Голос ее был глуховат, но в то же время тонок и неестественно однотонен. Словно бы она читала по написанному.

– Он в доме?

– Дмитрий Федорович просили передать, что они в доме не будут находиться, а ожидают вас в саду.

– В саду?

– Именно, в саду, в беседке, и сказали, что очень удивлены, что старой беседки не обнаружили по существованию.

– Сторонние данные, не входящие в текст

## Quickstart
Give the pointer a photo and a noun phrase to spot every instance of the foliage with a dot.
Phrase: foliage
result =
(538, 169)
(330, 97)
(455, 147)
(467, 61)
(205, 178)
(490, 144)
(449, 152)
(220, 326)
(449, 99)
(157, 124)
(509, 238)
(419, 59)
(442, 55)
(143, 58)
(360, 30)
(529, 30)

– Ты это, Лиза… Скажи, никто не приходил в дом за время моего отсутствия? Может, посыльный от кого-нибудь?

– Я намеренно не видела.

– Хорошо…

Алеша еще чуть потоптался в нерешительности. На самом деле он волновался, успела ли Катерина Ивановна привести свою угрозу в исполнение. Скорее всего, еще нет, но могла сделать это в самое ближайшее время.

– Ты это, Лиза… Если будешь еще в саду… Если кто придет – посыльный там от кого-нибудь, с запиской для кого-то – для меня ли или там мамы – дай мне знать, пока мы с Дмитрием Федоровичем будем в беседке… беседовать.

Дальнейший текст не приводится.